Disagreements will always be found where there are at least two people pursuing life. When two or more are trying to work together toward a common goal, there will likely be disagreements precisely because each is an individual. This problem is to be expected among men. If there is no common goal toward which the individuals are bound, then “agreeing to disagree agreeably” while each goes their own separate way is a useful approach.

But when there is a common goal, a common employer, a common identity, and especially when there is a common spiritual family, then there must be some resolution of disagreements, settling of debts, modification of actions, and tempering of hurt feelings. These are the downside risks of cooperation, but do not forget the glories of resolution, the success of accomplishment and victories of teamwork! When both parties are believers, then the sweet influences of the Holy Spirit will be seen in the exercise of Christian graces.

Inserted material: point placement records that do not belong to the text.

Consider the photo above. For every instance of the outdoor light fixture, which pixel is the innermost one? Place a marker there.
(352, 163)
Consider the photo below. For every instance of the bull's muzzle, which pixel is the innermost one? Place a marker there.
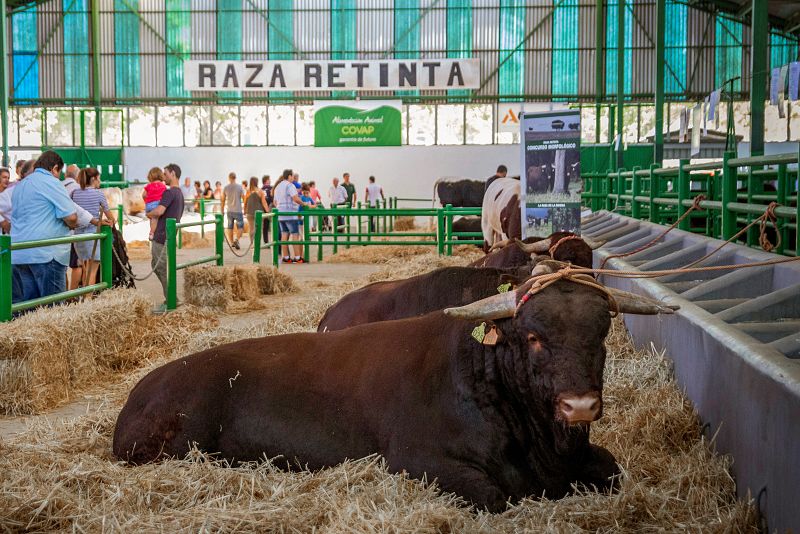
(574, 409)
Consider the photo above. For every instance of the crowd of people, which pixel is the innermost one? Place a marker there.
(40, 205)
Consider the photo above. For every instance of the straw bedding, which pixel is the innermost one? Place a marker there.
(49, 354)
(388, 254)
(63, 477)
(233, 288)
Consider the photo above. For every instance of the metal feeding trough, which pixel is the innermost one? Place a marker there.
(735, 343)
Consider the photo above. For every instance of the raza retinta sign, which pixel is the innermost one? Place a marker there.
(394, 74)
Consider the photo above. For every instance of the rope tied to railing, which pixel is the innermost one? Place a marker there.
(694, 207)
(552, 250)
(763, 240)
(568, 273)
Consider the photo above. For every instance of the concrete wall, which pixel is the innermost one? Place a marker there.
(407, 171)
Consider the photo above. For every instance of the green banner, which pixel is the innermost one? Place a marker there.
(338, 125)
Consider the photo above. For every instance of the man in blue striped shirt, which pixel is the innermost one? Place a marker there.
(41, 209)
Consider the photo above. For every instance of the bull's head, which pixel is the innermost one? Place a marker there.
(555, 352)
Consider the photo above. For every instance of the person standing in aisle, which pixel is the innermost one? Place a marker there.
(373, 193)
(351, 190)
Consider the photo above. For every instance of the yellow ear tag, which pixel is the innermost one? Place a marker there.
(503, 288)
(479, 332)
(491, 336)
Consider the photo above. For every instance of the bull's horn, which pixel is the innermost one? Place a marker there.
(593, 243)
(500, 306)
(538, 247)
(500, 244)
(637, 304)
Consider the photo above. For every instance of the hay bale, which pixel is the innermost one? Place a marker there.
(208, 286)
(271, 281)
(49, 352)
(193, 240)
(233, 289)
(377, 253)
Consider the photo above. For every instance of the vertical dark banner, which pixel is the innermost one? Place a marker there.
(551, 172)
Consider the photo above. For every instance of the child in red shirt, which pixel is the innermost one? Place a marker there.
(152, 194)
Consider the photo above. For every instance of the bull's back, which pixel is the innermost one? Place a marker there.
(315, 399)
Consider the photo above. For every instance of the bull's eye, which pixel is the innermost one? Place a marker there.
(535, 341)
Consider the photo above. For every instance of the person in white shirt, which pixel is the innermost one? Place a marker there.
(338, 196)
(373, 194)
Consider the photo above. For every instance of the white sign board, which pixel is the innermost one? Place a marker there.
(389, 75)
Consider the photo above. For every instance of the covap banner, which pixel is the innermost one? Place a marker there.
(357, 123)
(551, 177)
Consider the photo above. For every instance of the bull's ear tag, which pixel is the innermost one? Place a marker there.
(491, 336)
(479, 332)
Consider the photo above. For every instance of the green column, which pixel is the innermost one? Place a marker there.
(620, 76)
(661, 26)
(259, 219)
(4, 82)
(98, 119)
(219, 238)
(599, 83)
(5, 273)
(758, 88)
(172, 271)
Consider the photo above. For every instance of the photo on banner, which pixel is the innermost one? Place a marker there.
(551, 177)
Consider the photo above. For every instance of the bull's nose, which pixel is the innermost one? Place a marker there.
(580, 408)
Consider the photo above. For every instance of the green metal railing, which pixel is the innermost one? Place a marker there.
(173, 266)
(661, 195)
(8, 308)
(343, 221)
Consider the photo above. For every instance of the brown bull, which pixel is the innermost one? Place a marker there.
(492, 421)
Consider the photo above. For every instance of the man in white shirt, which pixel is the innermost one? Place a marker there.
(373, 194)
(338, 196)
(287, 199)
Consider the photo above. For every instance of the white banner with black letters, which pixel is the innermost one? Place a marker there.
(390, 75)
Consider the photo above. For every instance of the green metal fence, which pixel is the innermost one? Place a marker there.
(371, 226)
(173, 266)
(8, 308)
(734, 191)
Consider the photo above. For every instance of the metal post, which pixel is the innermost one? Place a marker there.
(653, 215)
(661, 12)
(599, 63)
(5, 274)
(358, 205)
(440, 231)
(448, 225)
(276, 237)
(620, 77)
(728, 195)
(219, 239)
(96, 87)
(781, 199)
(306, 235)
(172, 270)
(257, 237)
(106, 256)
(202, 217)
(636, 209)
(683, 193)
(758, 87)
(4, 88)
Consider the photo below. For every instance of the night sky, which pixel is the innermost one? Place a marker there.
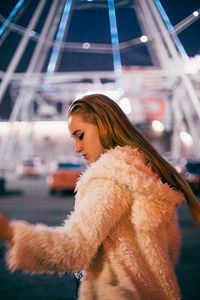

In the arena of church life, one is immediately faced with a potentially volatile mix of people with strong feelings. Though they ideally have a strong allegiance to their Lord and Savior and are admonished by the same biblical standards of conduct, yet they are bound to have strong convictions and believe in doctrines which distinguish among believers. Strong doctrine forms strong convictions which enforce strong opinions and therefore strong actions. That doctrinally strong churches survive is attributable to the Holy Spirit.

My father’s generation used to have a way of affirming friendship when friends did not agree. Once their differences where aired and they knew there was no way to compromise, then they would clarify their feelings and shake hands. One would say to the other, “No hard feelings?” and the other would assure, “No hard feelings.” Firm belief is expected of men of principle who are, by those beliefs, compelled to be men of action. At the point of action they may be forced to part ways until the situation over which they differ is passed. “Hard and fast” convictions, like hard facts, are things that cannot be modified, but hurt feelings that are brought under submission to higher ideals demand to be informed and disarmed. Though the offended feelings will still be “hurt feelings,” they no longer need be “hard feelings.”

Our text speaks to this good behavior of a bygone era. I often call verses 12 through 16 “The Great Compassion” of the local church. The passage begins with that which forms the local church and its relationships—the election of God making us each holy and beloved in the sight of our Lord and, hopefully, in the sight of each other. As a man puts on clothing in preparation for his workday, so the believer must put on behaviors that are fitting for someone who is privileged to be in the local body of Christ. Being supremely loved of God demands that every believer deploy that love in behalf of others, who themselves are also the objects of His love. Review the qualities of this divine love: tender mercies (compassionate pity), kindness (the spirit in which goodness is extended), humility (seeing each other through God’s eyes), meekness (strength under self-control), longsuffering (biblically handling injuries from others), bearing with one another (enduring and upholding one another), and forgiving one another (giving up your right of vengeance).

Verse 13 then raises the subject of “hard feelings” which may be harbored by a given party. The Greek word means complaint, blame, occasion of complaint; from the root word for a fate, a lot. While the text does not minimize the “complaint,” it does require the parties to filter their interpretation of the complaint and their response to the complaint by remembering the grace of God in daily granting each one of us total and free forgiveness. Just as Christ has forgiven us, so we “must do;” we are obligated to extend the same to others. The text is not delving into: Who is right? How big was the offense? Will it likely happen again? It is all about the debt of agape love which is the bond of perfection (love is the cement that holds unity together—Ephesians 4:3, Colossians 2:2) as described in verse 14.

Are you nurturing hard feelings towards others or are hard feelings being re-wounded whenever you interact with a particular believer? Make your feelings submit to the example you receive from your Lord who is always willing to treat you with grace even when you regularly let Him down. Trust and obey.